The words of Robert Frost perhaps summarise Chandan’s journey so far:
Two roads diverged in a wood, and I –
I took the one less travelled by
And that has made all the difference.
Chandan graduated from Pestalozzi in 2013 and went on to gain a BSc in Civil Engineering from New York University Abu Dhabi (NYUAD). He is an incredibly busy young man and is currently back in his home country of Nepal working as Executive Director of Bloom Nepal School and the Managing Director of the Telford Institute and Engineering Services (TIES).
I received a warm welcome from Chandan, who I had not seen for around five years, as I returned to Bloom Nepal School. He is currently running the school while another Pestalozzi alumnus and school founder, Ram Rijal, is studying for a Masters in Mathematics at the University of Bonn in Germany.
Chandan appears unfazed by the amount of responsibility on his shoulders and I observe as he takes the Friday morning assembly, recognising a number of students for their academic progression. He enthusiastically provided me with a tour of the school, which has grown exponentially since I visited the original school building back in 2013, which was subsequently destroyed by the 2015 earthquake, when student numbers were only 18. Today the school roll is around 300. Sadly last year some students had to be turned away because there was not enough accommodation. Chandan shared that they hope to raise enough funds to build an additional hostel for the female students.
On completion of his degree Chandan was offered a lucrative position with a major property developer in the UAE. It would have been all too easy to have accepted this option; however he chose to return to Nepal to set up TIES and to support the work of Bloom Nepal.
Chandan reflected upon his Pestalozzi experience. ‘Without Pestalozzi we would not be where we are now. It allowed us to network and to grow. It is important to appreciate the importance of being given the right opportunity at the right time and making the most of it and not to forget the fundamental reasons why we had been selected. It was the launchpad for what I am doing now and provided valuable guidance on my future educational path. Pestalozzi made me crazy about education.’ We recalled the day that he missed the public bus and walked along the rather dangerous road so that he could reach college in time for his Maths lesson and receiving a reprimand for doing so.

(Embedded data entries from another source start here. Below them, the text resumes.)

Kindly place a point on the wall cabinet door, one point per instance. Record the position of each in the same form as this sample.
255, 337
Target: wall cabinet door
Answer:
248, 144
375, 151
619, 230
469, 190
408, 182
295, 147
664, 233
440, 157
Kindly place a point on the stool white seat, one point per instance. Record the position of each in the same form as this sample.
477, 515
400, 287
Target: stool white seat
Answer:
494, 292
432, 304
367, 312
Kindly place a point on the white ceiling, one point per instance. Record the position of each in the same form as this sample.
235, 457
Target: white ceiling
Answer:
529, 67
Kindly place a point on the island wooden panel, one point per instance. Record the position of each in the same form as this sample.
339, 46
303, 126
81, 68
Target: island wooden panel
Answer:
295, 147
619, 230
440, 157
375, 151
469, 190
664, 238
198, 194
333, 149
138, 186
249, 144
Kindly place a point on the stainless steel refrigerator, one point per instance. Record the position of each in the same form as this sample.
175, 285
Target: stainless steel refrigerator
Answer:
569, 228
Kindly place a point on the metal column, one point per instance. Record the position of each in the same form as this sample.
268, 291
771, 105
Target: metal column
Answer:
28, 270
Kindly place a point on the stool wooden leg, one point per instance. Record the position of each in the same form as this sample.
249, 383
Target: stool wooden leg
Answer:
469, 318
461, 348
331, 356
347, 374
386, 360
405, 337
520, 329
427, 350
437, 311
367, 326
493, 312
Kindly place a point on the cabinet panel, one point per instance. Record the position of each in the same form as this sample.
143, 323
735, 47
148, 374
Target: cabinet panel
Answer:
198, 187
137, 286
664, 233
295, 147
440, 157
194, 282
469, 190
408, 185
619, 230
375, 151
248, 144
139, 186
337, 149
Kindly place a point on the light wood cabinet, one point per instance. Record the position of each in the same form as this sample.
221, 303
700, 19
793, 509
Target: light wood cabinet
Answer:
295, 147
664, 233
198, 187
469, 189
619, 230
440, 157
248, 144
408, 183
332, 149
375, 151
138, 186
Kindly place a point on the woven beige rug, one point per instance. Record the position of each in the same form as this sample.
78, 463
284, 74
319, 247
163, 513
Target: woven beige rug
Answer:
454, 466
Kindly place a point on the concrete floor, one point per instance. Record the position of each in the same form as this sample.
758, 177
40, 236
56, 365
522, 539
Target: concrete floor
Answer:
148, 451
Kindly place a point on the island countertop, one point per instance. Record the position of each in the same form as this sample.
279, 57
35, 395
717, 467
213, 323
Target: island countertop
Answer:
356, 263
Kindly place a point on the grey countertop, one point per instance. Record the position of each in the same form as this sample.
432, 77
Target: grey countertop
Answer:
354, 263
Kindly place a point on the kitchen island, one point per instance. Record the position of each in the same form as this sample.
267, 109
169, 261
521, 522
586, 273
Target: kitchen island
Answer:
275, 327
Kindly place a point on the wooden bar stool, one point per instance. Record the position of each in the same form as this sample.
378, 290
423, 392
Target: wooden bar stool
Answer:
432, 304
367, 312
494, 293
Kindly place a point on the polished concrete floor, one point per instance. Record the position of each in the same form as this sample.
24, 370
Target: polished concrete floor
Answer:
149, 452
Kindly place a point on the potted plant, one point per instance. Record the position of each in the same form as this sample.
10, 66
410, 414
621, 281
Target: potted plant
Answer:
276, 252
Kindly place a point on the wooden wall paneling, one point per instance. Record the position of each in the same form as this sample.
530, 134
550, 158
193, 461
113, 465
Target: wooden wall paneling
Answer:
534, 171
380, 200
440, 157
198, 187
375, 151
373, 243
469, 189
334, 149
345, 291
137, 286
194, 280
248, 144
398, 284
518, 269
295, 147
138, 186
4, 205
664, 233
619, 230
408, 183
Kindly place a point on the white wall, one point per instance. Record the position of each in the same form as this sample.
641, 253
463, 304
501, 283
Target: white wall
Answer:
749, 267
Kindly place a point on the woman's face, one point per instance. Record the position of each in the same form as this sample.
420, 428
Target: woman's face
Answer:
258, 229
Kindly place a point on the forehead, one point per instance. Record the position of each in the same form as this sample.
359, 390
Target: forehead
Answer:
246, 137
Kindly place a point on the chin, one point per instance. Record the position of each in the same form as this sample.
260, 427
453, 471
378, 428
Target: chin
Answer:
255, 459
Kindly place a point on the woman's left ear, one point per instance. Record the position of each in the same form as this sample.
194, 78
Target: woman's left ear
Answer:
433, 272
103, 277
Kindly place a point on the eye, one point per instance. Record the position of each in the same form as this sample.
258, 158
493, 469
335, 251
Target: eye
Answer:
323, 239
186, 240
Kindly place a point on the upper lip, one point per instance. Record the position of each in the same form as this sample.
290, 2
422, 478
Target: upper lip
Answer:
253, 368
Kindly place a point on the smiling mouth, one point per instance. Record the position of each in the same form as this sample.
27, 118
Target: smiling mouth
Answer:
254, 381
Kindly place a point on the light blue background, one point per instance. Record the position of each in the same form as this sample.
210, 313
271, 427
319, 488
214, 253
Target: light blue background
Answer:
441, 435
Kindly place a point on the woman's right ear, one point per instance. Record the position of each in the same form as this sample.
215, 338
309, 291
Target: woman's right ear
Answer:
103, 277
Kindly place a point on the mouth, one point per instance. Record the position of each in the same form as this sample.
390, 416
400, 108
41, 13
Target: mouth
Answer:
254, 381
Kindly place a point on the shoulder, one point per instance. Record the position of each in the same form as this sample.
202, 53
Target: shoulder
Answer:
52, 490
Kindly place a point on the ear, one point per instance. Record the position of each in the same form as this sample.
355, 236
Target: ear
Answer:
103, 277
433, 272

Being a Pestalozzi scholar isn’t purely about academic attainment. Chandan explained, ‘It was a beautiful environment. Everyone felt respected and had a space to share views and opinions. Even my washing up duties in Swiss Hall taught me about work ethics. Living in a diverse community taught me to respect others and not to form opinions straight away, but to research and seek the truth. This is something that we teach at Bloom.’

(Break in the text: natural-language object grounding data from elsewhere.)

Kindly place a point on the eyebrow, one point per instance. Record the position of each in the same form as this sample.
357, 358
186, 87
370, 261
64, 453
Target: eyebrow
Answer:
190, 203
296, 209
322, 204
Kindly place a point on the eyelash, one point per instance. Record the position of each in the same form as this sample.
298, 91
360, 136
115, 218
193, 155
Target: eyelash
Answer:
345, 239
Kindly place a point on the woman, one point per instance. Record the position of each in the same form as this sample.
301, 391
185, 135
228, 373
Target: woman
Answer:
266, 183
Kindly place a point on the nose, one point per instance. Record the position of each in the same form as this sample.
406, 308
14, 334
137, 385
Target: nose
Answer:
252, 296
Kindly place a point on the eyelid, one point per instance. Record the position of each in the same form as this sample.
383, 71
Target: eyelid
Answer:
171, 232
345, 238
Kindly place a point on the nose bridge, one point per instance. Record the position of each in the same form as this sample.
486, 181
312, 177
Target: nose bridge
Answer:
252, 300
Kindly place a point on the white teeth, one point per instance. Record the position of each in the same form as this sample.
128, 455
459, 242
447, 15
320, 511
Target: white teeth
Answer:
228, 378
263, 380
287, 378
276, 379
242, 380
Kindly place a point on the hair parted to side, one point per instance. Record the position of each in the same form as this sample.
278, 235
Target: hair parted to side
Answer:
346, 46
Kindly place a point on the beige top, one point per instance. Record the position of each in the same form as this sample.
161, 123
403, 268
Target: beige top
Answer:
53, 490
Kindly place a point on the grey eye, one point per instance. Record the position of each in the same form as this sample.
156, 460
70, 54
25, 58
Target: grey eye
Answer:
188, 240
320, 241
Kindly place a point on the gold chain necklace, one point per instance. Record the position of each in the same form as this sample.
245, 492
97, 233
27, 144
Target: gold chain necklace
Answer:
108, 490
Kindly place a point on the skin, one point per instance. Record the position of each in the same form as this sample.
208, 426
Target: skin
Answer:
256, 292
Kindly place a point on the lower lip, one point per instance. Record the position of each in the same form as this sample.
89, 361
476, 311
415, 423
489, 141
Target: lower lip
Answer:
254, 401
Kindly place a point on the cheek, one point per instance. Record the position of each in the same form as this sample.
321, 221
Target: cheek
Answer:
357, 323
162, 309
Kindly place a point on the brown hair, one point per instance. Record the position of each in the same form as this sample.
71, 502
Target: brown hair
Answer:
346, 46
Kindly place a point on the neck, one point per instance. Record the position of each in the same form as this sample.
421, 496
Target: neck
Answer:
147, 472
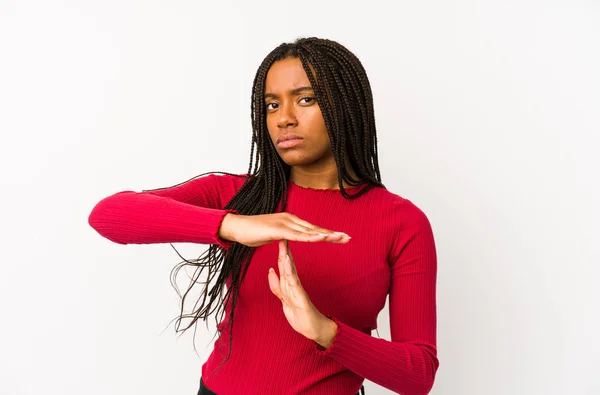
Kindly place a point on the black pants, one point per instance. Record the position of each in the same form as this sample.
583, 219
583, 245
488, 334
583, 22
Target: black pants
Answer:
205, 391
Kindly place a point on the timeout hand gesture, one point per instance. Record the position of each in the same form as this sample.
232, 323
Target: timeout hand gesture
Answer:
257, 230
301, 314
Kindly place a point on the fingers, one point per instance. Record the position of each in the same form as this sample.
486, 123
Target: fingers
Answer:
306, 227
274, 284
294, 231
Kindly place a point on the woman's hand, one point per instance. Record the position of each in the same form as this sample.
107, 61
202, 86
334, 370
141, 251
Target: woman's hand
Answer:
257, 230
302, 315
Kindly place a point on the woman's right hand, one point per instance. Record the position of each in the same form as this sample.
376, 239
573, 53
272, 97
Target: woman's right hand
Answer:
257, 230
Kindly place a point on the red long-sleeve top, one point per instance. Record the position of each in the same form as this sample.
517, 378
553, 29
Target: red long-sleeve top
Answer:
392, 252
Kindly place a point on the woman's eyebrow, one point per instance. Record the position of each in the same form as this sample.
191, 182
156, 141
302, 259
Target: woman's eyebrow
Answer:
293, 91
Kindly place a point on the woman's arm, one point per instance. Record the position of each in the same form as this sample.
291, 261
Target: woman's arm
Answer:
408, 363
189, 212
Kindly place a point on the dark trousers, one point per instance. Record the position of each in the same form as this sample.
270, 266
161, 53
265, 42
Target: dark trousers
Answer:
205, 391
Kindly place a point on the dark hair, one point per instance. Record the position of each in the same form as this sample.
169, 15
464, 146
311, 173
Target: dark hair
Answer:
344, 96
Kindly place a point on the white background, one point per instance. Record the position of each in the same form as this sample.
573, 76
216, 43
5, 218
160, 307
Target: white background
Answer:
488, 119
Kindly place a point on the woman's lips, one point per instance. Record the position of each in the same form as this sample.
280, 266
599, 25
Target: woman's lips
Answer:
289, 143
288, 140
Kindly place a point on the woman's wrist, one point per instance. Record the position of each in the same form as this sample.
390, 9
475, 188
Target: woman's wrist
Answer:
226, 229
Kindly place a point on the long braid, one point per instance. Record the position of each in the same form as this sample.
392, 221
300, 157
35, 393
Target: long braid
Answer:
345, 99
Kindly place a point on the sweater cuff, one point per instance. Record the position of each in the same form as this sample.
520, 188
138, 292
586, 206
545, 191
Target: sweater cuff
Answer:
225, 244
325, 351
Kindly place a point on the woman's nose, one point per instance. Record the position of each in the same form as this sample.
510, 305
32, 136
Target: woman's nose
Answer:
287, 116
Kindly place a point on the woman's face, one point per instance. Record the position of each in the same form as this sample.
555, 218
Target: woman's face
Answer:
294, 119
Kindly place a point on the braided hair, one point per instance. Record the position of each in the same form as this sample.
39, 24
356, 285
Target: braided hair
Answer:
344, 96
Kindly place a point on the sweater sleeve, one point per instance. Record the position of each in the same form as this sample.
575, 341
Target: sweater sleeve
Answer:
190, 212
408, 363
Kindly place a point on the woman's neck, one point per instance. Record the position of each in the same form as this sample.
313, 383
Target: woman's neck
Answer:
322, 177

In Nepal, if you ask a student what they aspire to be the chances are that the answer you will receive is to be a doctor or an engineer. Indeed, Chandan initially considered pursuing medicine, before changing to study civil engineering. However, he does not see this as his only profession and also views himself as a teacher, in part motivated by his father, a primary teacher. ‘Many people do not consider teaching as an option, but you need good teachers to train for the future or you end up in a vicious circle. Even some of those who do teach think that once they are qualified that they no longer need to learn. If we do not take the lead, then nothing will change.’ Chandan himself spends his weekends training young engineers.
It is clear to see that Chandan wants to be an agent of change in Nepal and has plans for the future. In the short term, Bloom has just opened its second school in Itahari and there are plans for a third in Hetauda. A longer term goal for Chandan is to run an engineering college offering quality education to produce a skilled workforce.
‘People don’t invest in education, because the return is slow. It could take 15 years of investment until I can give back. It is like dropping water onto sand. You can’t really make anything until you add other elements. People have invested and trusted in me to make the best out of the opportunities I have been given. I also want to provide those opportunities for others and hope that the students at Bloom will see us as role models and also choose to give back. We should aim for the sky, but always have our feet on the ground.’
I share a few more minutes with Chandan before we join the students for lunch, our time together having passed far too quickly. I see in him a determination to succeed and to make a difference not only to Nepal, but also to the lives of the young students who aspire to follow in his footsteps. Witnessing the journeys that alumni such as Chandan have made over the years I have worked at Pestalozzi is truly humbling.